His bloody hands slipped on the tree. He caught himself, but not after earning more gashes on his wrist and forearms. Did who or what matter? It was all his fault. He shouldn’t have left Orlia alone. He’d finally claimed a bit of freedom from his mother’s demands and this is what it had cost him. He didn’t know what to feel, it was all jumbling together inside of him.
He did know one thing, though, and it swept over him in a fresh wave of despair. He couldn’t go back. Assuming he was allowed to walk out of the Deep Bramble alive—which was a big if—the people of Thornbrook would grow suspicious of him. A few people had seen him and Orlia going towards the Deep Bramble. If he came out alone and bloodied, he’d be accused of all sorts of nasty things. Some would even be true, in a way. He’d be burned at the stake.
He glanced weakly at the torch he’d stomped out on the ground. Or, he thought, he could relight the torch and set as much as he could on fire. He had his knife and spare flint with him. He could do it. Either the fae or the forest would kill him for it, or he’d burn to death at his own hands. The angry part of him, wounded from his loss of Fuzzy and Stalwort and his mother, thought this was a perfectly suitable plan. He stumbled over and picked it up.

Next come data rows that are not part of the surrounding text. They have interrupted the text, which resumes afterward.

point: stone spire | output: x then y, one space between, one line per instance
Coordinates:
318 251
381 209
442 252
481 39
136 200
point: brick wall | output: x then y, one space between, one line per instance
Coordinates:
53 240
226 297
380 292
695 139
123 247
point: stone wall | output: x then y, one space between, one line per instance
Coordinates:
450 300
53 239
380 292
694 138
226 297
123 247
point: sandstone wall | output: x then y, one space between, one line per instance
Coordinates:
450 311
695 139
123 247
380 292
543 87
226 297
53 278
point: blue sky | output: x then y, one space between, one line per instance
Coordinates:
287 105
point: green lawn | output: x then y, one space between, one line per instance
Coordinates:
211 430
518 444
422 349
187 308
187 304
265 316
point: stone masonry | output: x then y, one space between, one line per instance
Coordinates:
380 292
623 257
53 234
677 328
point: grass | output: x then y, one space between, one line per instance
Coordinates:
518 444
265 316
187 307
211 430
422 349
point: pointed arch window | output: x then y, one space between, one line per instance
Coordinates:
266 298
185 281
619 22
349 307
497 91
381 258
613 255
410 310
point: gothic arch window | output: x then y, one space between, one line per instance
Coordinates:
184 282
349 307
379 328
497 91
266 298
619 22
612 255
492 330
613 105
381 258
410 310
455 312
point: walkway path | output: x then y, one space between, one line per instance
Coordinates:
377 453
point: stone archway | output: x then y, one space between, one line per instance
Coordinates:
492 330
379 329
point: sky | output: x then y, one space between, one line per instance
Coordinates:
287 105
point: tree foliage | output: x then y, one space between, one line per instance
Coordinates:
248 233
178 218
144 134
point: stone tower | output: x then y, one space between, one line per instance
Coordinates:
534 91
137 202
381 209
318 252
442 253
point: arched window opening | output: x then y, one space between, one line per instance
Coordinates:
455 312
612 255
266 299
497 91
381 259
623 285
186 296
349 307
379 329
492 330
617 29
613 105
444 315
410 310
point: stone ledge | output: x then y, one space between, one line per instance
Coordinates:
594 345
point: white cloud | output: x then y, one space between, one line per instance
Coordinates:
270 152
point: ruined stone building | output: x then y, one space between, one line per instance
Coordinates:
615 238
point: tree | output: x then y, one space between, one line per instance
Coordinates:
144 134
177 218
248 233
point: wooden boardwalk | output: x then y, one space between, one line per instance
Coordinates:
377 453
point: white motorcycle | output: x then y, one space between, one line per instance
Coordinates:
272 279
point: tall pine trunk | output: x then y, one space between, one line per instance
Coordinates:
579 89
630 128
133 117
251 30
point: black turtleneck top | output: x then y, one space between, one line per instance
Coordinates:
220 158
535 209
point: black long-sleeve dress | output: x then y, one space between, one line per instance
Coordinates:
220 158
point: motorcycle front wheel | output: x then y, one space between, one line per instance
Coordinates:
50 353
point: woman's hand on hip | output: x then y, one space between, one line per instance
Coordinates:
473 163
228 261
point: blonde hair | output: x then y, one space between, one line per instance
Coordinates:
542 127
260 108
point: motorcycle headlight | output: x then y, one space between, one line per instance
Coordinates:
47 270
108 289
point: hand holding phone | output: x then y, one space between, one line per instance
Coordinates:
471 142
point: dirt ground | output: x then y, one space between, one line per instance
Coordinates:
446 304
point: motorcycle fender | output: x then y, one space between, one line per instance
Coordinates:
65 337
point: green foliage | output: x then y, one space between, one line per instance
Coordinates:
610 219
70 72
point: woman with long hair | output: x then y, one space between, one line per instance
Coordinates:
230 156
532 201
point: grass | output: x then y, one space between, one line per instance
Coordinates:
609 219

But the other part, the part that had finally won him a taste of freedom, that so desperately wanted her, objected. He looked towards the glowing glade in the distance. Fleeing the forest or burning it all down—that was the coward’s way out. The fool’s way out. He was still alive, wasn’t he? What if it was a sign? What if his faemark had fated him for this from the very beginning, and there was still a chance? Still a chance to see her? Still a chance for some good to come of all this? What if she did love him, and they could be together? Would that not be better than a bitter, fiery end?

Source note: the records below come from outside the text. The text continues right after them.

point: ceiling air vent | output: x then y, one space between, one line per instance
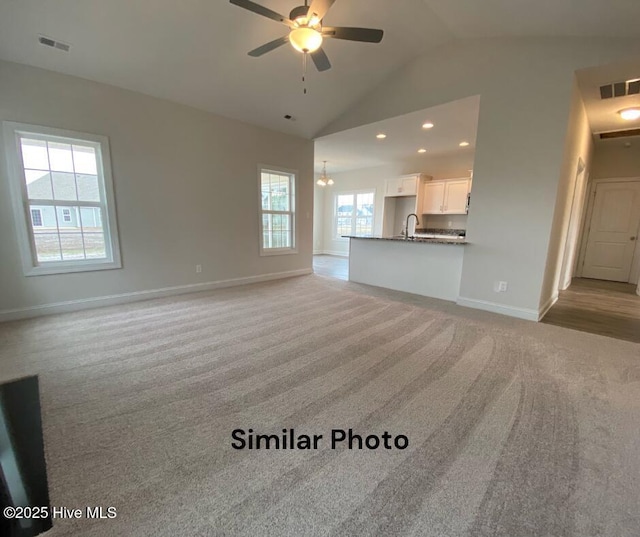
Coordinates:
619 134
47 41
620 89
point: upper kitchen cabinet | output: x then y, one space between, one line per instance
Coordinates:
446 197
406 185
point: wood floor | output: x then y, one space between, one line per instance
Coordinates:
332 266
599 307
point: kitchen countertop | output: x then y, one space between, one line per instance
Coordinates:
423 240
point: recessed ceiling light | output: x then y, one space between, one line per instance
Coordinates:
630 113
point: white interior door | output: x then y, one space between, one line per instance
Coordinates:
613 231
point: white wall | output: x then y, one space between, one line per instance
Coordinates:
525 87
186 185
611 159
570 200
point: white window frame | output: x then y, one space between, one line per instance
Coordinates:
20 200
293 179
354 193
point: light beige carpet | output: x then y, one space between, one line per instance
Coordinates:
515 429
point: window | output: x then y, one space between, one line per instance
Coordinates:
354 213
277 212
36 217
63 180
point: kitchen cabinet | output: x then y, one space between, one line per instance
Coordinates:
402 186
446 197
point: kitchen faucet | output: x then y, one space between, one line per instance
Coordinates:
406 229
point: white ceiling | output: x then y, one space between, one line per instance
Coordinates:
195 51
359 148
603 113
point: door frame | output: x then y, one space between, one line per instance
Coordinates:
635 264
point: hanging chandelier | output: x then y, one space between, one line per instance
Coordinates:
324 180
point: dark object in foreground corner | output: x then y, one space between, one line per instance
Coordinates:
23 474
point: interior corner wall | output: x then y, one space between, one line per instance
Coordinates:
186 186
570 198
354 181
318 219
612 159
525 87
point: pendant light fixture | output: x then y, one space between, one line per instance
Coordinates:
324 180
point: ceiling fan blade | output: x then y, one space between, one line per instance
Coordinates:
321 60
268 47
265 12
366 35
319 8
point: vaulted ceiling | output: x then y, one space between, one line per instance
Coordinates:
195 51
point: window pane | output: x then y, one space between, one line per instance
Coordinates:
91 218
34 154
72 245
88 189
364 226
60 158
275 192
68 217
38 185
64 186
47 246
365 204
265 190
344 205
84 160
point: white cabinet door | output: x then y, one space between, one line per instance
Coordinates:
455 197
433 201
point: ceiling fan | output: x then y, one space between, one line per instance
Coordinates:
307 32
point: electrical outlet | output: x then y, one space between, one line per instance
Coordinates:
500 287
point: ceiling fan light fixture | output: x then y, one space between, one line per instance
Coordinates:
630 113
305 39
324 180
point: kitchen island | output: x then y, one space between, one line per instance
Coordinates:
424 266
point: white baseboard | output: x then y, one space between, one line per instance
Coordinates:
113 300
335 253
547 306
511 311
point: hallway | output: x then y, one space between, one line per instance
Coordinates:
598 307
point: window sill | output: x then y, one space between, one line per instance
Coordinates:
46 270
278 251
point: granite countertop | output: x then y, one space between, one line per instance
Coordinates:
423 240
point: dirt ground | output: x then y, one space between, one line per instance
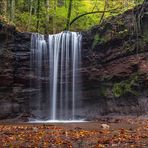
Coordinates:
107 132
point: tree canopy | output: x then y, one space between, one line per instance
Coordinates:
53 16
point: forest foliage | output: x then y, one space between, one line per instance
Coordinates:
53 16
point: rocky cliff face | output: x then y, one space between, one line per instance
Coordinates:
114 68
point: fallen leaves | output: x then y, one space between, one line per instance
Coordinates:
44 135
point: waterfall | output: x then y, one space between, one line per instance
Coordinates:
55 63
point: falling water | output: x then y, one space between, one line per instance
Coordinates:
55 66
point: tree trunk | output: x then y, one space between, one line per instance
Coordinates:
54 16
69 15
3 7
38 15
11 9
30 14
47 17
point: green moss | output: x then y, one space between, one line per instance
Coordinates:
97 39
125 87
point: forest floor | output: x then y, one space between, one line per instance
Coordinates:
124 132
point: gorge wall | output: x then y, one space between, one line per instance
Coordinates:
114 69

He found himself staggering towards the glade.
The ring of mushrooms seemed to glow even brighter at his return. Torch still in hand, he stepped across the brambly floor of the glade and hovered at the edge of the ring. There were old folktales, too, of these rings. What they meant. Where they led. What you would find on the other side. And when you made that leap, there was no coming back, either.
But to him, in this moment now, it was clear what was inside the ring.
Her.
She was so close. He could practically hear her silvery laugh, smell her fragrant scent, see her beautiful form. She was on the other side, waiting for him.
And, well, maybe that was enough.
He dropped the torch and stepped into the ring.